That doesn't look like a serious threat to me. Most times the hackers would try different extension numbers. They wouldn't try the same extension multiple times unless you do have an extension 172 and they are trying different passwords. Check to see if you have a remote extension trying to register with the wrong password. If you don't have external devices registering to your server, you should consider changing your configuration.
You can also set fail2ban to "permanently" ban the IP address with "-1" for the "bantime". Permanently is really until you reboot or restart iptables.

One more thing. You may want to edit your post and mask your IP address.
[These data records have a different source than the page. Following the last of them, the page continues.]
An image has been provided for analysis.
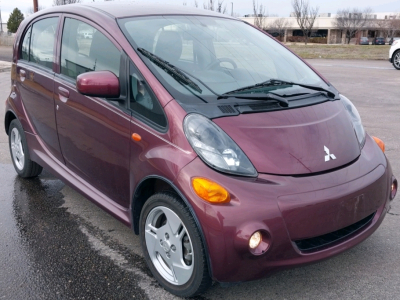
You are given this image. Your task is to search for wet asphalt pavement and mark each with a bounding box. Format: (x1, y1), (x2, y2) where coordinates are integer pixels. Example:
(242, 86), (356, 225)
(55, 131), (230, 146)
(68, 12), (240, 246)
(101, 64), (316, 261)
(0, 60), (400, 300)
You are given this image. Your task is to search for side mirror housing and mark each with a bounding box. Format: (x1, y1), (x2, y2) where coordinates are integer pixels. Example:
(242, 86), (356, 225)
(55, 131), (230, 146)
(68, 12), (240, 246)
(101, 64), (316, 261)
(76, 71), (120, 98)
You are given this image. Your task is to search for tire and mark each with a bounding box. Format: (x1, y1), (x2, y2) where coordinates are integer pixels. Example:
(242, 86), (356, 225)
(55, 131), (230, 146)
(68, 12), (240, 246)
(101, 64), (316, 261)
(8, 119), (43, 178)
(393, 50), (400, 70)
(139, 193), (212, 297)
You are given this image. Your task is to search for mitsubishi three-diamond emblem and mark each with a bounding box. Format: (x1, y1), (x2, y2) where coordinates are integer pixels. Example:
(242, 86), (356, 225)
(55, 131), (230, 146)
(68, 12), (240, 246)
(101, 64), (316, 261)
(324, 146), (336, 161)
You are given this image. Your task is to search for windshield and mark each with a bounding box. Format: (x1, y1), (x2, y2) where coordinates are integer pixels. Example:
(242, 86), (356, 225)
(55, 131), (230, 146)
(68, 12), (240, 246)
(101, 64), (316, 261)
(119, 16), (327, 102)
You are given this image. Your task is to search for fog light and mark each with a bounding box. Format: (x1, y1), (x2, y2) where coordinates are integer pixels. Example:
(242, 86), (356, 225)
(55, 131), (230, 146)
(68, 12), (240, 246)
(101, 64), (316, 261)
(390, 176), (397, 200)
(249, 231), (262, 249)
(192, 177), (231, 203)
(372, 136), (385, 152)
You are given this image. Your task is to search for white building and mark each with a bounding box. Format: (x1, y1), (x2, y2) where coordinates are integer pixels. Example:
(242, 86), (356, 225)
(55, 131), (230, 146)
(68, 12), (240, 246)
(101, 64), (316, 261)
(240, 12), (399, 44)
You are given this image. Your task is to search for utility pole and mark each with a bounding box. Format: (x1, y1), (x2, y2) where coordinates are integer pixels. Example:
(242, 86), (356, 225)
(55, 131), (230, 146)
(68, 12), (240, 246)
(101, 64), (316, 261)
(33, 0), (39, 13)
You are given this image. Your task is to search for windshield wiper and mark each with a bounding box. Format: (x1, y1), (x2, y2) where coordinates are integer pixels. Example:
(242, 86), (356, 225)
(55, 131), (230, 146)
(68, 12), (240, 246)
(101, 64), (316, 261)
(222, 78), (339, 99)
(138, 48), (202, 94)
(217, 93), (289, 107)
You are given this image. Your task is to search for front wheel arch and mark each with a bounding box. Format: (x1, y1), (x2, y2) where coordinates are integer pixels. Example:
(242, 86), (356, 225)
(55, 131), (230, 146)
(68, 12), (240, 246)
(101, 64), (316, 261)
(4, 110), (17, 135)
(131, 175), (213, 278)
(392, 49), (400, 70)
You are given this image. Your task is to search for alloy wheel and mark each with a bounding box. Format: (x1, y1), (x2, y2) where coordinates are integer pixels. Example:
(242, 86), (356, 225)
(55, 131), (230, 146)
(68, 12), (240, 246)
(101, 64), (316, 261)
(11, 128), (25, 170)
(145, 206), (194, 285)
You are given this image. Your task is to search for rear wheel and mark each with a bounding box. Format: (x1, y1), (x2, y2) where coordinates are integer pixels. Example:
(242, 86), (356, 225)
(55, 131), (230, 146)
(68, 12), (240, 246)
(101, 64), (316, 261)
(393, 50), (400, 70)
(140, 193), (212, 297)
(8, 119), (43, 178)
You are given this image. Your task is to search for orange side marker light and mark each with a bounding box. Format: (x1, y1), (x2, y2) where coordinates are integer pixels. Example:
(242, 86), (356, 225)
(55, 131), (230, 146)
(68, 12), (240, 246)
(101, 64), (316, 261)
(372, 136), (385, 152)
(132, 133), (142, 142)
(192, 177), (231, 203)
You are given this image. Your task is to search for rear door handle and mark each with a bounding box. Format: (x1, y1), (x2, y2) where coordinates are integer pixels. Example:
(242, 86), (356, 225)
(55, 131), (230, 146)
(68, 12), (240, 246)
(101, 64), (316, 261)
(19, 69), (26, 81)
(58, 86), (69, 103)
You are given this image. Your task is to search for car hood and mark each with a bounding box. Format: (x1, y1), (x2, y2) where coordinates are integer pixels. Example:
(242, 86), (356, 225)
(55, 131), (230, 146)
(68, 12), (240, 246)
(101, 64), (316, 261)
(213, 101), (360, 175)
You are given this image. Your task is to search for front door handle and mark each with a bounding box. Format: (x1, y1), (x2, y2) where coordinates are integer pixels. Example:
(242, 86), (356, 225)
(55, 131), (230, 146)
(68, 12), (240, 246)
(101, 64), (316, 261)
(58, 86), (69, 103)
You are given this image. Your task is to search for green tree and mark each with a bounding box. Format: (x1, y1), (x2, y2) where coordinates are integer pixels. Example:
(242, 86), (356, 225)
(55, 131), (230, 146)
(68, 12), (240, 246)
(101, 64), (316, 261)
(7, 7), (24, 33)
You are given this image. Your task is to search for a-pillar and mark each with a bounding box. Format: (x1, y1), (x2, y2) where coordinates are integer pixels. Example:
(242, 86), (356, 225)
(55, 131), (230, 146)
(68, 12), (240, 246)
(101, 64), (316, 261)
(326, 29), (331, 44)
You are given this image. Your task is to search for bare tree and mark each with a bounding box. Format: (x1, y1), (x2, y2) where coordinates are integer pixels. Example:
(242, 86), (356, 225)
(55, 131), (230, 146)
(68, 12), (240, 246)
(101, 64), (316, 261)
(53, 0), (81, 6)
(374, 14), (400, 38)
(334, 8), (372, 44)
(292, 0), (319, 45)
(266, 18), (291, 38)
(26, 5), (45, 16)
(253, 0), (267, 29)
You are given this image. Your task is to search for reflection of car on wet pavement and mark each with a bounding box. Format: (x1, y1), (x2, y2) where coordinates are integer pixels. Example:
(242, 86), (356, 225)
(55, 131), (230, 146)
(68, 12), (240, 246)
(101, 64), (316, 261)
(5, 3), (397, 296)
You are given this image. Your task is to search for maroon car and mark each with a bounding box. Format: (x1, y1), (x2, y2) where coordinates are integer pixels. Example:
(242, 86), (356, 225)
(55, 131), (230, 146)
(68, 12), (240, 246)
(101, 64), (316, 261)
(5, 3), (397, 296)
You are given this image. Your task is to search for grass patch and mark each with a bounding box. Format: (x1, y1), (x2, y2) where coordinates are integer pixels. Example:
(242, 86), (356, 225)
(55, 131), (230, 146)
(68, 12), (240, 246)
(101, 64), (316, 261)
(287, 44), (390, 60)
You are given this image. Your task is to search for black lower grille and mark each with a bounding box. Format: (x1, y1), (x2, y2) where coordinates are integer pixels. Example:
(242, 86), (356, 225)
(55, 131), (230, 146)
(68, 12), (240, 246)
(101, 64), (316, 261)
(295, 213), (375, 252)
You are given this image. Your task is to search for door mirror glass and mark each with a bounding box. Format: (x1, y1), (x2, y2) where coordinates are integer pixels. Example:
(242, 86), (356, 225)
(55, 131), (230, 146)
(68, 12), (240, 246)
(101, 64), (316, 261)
(76, 71), (120, 98)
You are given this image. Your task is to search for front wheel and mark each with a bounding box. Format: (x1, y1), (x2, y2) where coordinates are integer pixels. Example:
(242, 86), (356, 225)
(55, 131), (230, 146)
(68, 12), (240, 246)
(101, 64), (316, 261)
(140, 193), (212, 297)
(393, 50), (400, 70)
(8, 119), (43, 178)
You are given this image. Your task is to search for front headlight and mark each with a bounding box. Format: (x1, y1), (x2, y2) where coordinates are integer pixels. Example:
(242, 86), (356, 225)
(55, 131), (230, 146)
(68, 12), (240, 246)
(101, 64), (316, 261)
(340, 95), (365, 147)
(183, 114), (257, 177)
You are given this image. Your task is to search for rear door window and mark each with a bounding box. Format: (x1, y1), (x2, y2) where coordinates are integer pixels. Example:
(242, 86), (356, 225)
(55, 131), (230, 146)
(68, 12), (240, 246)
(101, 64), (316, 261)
(61, 18), (121, 79)
(21, 27), (32, 60)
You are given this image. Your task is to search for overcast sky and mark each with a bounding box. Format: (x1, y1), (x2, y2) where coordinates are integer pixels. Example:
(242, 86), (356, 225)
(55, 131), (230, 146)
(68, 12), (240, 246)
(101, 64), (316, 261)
(0, 0), (400, 22)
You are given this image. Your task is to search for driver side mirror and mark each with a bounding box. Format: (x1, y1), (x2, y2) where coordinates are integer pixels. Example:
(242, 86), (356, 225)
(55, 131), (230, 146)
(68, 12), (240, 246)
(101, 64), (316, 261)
(76, 71), (120, 98)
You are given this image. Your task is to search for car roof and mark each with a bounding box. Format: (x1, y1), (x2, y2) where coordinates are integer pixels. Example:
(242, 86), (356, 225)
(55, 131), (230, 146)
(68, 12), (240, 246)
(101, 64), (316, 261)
(34, 1), (235, 19)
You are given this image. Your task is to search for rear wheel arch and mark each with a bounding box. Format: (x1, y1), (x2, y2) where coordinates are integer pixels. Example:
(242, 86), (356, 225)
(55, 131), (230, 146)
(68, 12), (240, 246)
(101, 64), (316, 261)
(392, 49), (400, 70)
(131, 175), (213, 278)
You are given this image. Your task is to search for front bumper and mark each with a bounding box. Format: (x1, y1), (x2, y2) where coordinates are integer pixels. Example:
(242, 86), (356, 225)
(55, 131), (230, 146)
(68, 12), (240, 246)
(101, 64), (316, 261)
(175, 136), (392, 282)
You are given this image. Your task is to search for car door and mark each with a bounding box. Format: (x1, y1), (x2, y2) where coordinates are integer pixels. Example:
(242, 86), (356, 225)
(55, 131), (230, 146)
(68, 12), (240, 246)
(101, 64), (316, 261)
(16, 15), (63, 161)
(54, 16), (131, 207)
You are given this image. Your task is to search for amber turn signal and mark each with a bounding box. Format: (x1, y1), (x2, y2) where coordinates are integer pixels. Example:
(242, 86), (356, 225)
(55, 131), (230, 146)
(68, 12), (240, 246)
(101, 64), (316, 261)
(192, 177), (231, 203)
(132, 133), (142, 142)
(372, 136), (385, 152)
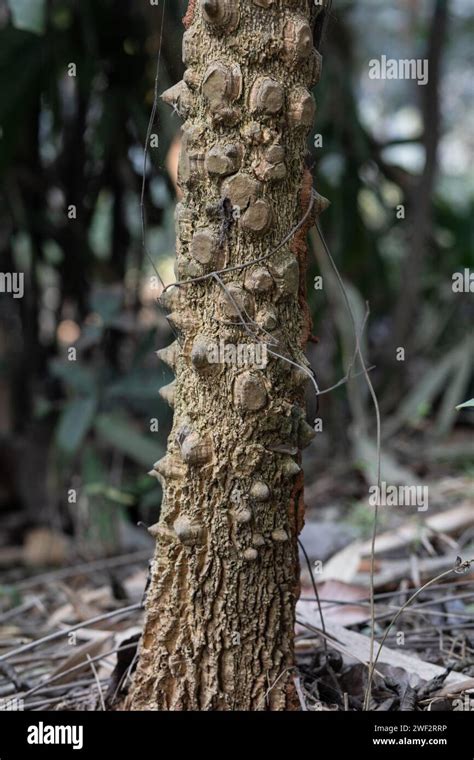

The crooks do read these posts to see where the holes are.


Good Luck,

Robin

 

[jpe]

Some clips from a days log files showing people up to no good. So far looks like the system is keeping them at bay. There are at least a hundred or two attempts from about a dozen IPs in this log file.

I'm pretty sure they change IPs daily. Is there some database being kept of them?

I think Security should have it's own forum so issues can be itemized.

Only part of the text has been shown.